After a trial lasting 55 days, and jury deliberation of more than eight hours, all defendants were cleared of the main charge: inciting a riot. Rupert Boyce, Rhodan Gordon, Anthony Innis and Altheia Jones-Lecointe received suspended sentences for lesser offences, including affray and assaulting police officers.

== Legacy ==
In his summing up, the judge, Edward Clarke, said the trial had "regrettably shown evidence of racial hatred on both sides", a statement the Metropolitan Police attempted, unsuccessfully, to have withdrawn. The trial was highly significant in being the first judicial acknowledgement of racial prejudice in the Metropolitan Police, and it inspired other civil rights activists seeking to take on the legal establishment. It also resulted in the government changing procedures related to the empanelling of juries to make it more difficult for defendants to influence it.

Ian Macdonald wrote in Race Today: "The Mangrove Nine trial was a watershed because we learnt through experience how to confront the power of the court, because the defendants refused to play the role of 'victim' and rely on the so called 'expertise' of the lawyer. Once you recognise the defendant as a self-assertive human being, everything in the court has to change. The power and role of lawyers – the advocacy and the case preparation … What all radical lawyers have to decide is whether they want to retain their slice of the traditional lawyers cake or to participate in a bold new experience."
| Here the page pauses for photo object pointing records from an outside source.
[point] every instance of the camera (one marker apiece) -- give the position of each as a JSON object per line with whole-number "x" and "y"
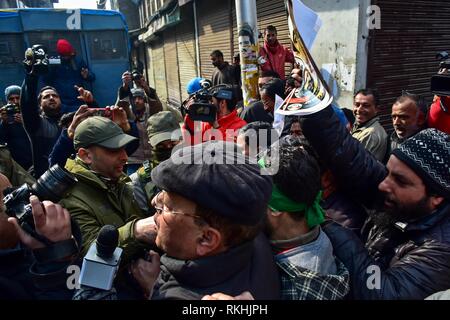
{"x": 11, "y": 110}
{"x": 440, "y": 83}
{"x": 103, "y": 112}
{"x": 136, "y": 76}
{"x": 202, "y": 109}
{"x": 36, "y": 60}
{"x": 52, "y": 185}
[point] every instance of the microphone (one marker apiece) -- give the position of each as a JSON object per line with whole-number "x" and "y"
{"x": 102, "y": 261}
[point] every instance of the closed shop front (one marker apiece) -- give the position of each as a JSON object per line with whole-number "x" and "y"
{"x": 402, "y": 53}
{"x": 170, "y": 57}
{"x": 215, "y": 32}
{"x": 159, "y": 70}
{"x": 187, "y": 63}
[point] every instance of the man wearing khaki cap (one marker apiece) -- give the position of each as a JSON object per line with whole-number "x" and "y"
{"x": 102, "y": 195}
{"x": 164, "y": 134}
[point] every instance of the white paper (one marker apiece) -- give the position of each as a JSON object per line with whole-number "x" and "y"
{"x": 278, "y": 121}
{"x": 307, "y": 21}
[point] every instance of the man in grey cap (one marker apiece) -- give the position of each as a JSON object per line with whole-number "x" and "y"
{"x": 163, "y": 134}
{"x": 102, "y": 195}
{"x": 208, "y": 219}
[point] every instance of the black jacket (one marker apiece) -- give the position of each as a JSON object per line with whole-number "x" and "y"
{"x": 42, "y": 130}
{"x": 248, "y": 267}
{"x": 413, "y": 259}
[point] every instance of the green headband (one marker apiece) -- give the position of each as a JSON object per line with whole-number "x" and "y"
{"x": 314, "y": 214}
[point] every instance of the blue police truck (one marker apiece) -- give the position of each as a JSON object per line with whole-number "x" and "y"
{"x": 100, "y": 38}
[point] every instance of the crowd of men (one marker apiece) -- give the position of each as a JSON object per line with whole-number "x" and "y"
{"x": 330, "y": 207}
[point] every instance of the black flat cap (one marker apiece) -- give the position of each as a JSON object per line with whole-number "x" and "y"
{"x": 217, "y": 176}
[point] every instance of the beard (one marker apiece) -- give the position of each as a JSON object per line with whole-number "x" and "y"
{"x": 401, "y": 212}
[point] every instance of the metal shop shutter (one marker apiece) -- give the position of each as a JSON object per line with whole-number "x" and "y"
{"x": 149, "y": 64}
{"x": 402, "y": 53}
{"x": 187, "y": 64}
{"x": 215, "y": 32}
{"x": 172, "y": 78}
{"x": 159, "y": 70}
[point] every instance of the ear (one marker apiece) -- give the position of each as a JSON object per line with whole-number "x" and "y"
{"x": 210, "y": 241}
{"x": 85, "y": 155}
{"x": 421, "y": 119}
{"x": 435, "y": 201}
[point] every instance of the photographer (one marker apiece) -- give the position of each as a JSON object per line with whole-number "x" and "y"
{"x": 11, "y": 129}
{"x": 29, "y": 269}
{"x": 136, "y": 80}
{"x": 64, "y": 148}
{"x": 225, "y": 122}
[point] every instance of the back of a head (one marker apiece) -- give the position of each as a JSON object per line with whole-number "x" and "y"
{"x": 298, "y": 175}
{"x": 427, "y": 154}
{"x": 217, "y": 53}
{"x": 269, "y": 74}
{"x": 274, "y": 87}
{"x": 257, "y": 131}
{"x": 107, "y": 241}
{"x": 228, "y": 93}
{"x": 137, "y": 92}
{"x": 194, "y": 85}
{"x": 369, "y": 92}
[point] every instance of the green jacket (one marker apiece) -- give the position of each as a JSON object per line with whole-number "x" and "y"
{"x": 92, "y": 204}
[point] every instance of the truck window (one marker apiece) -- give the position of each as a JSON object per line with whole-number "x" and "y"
{"x": 107, "y": 45}
{"x": 11, "y": 48}
{"x": 49, "y": 39}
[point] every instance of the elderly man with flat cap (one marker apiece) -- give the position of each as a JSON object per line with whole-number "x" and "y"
{"x": 102, "y": 195}
{"x": 208, "y": 218}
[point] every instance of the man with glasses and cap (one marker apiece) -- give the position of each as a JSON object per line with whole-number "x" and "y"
{"x": 208, "y": 220}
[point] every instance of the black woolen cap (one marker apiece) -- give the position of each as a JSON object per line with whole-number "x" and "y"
{"x": 217, "y": 176}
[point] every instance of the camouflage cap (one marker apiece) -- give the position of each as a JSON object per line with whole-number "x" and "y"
{"x": 160, "y": 127}
{"x": 100, "y": 131}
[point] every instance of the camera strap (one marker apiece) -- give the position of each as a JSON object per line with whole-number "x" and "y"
{"x": 59, "y": 251}
{"x": 62, "y": 250}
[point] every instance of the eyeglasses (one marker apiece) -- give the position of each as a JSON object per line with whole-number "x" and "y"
{"x": 158, "y": 204}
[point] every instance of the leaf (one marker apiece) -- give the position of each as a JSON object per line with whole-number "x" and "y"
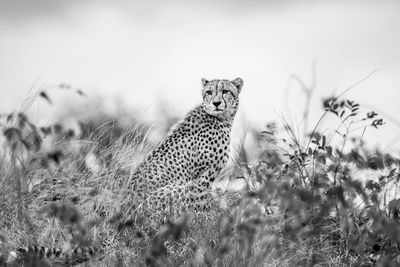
{"x": 46, "y": 97}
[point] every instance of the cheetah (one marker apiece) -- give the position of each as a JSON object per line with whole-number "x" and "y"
{"x": 183, "y": 166}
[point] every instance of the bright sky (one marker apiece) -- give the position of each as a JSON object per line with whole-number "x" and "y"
{"x": 148, "y": 51}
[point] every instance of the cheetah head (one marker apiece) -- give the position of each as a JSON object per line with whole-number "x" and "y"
{"x": 221, "y": 97}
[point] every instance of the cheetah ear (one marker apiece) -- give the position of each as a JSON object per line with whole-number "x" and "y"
{"x": 238, "y": 83}
{"x": 204, "y": 82}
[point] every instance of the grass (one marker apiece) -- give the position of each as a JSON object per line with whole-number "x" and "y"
{"x": 305, "y": 205}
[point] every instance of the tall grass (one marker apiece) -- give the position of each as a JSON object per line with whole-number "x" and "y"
{"x": 307, "y": 201}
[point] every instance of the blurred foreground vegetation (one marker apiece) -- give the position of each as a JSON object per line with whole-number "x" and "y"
{"x": 323, "y": 199}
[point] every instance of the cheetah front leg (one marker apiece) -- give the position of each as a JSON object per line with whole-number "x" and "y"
{"x": 200, "y": 197}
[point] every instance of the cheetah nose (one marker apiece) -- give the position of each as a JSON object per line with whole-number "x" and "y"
{"x": 217, "y": 103}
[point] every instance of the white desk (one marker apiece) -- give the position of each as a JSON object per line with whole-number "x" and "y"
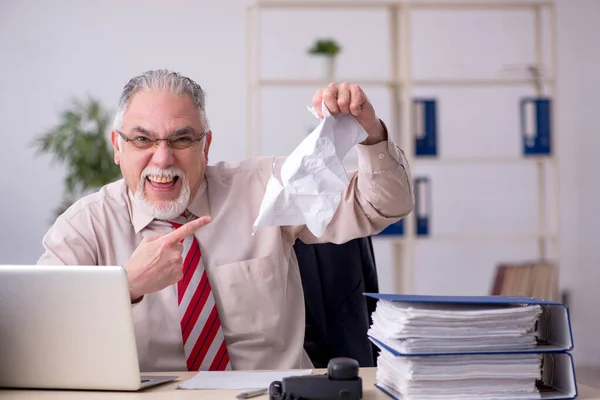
{"x": 168, "y": 391}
The Franco Rosso and John La Rose documentary film The Mangrove Nine, released in 1973, includes interviews with the defendants recorded before the final verdicts.

A BBC drama about the Mangrove Nine called Mangrove, part of the Small Axe anthology directed by Steve McQueen, premiered at the 2020 New York Film Festival in September 2020, and was shown on BBC One on 15 November 2020.

In a September 2021 episode of the BBC Radio 4 series The Reunion entitled "The Trial of the Mangrove Nine", Kirsty Wark reunited a group of those who in different ways had been caught up in events associated with the trial, including Farrukh Dhondy, Gus John and others.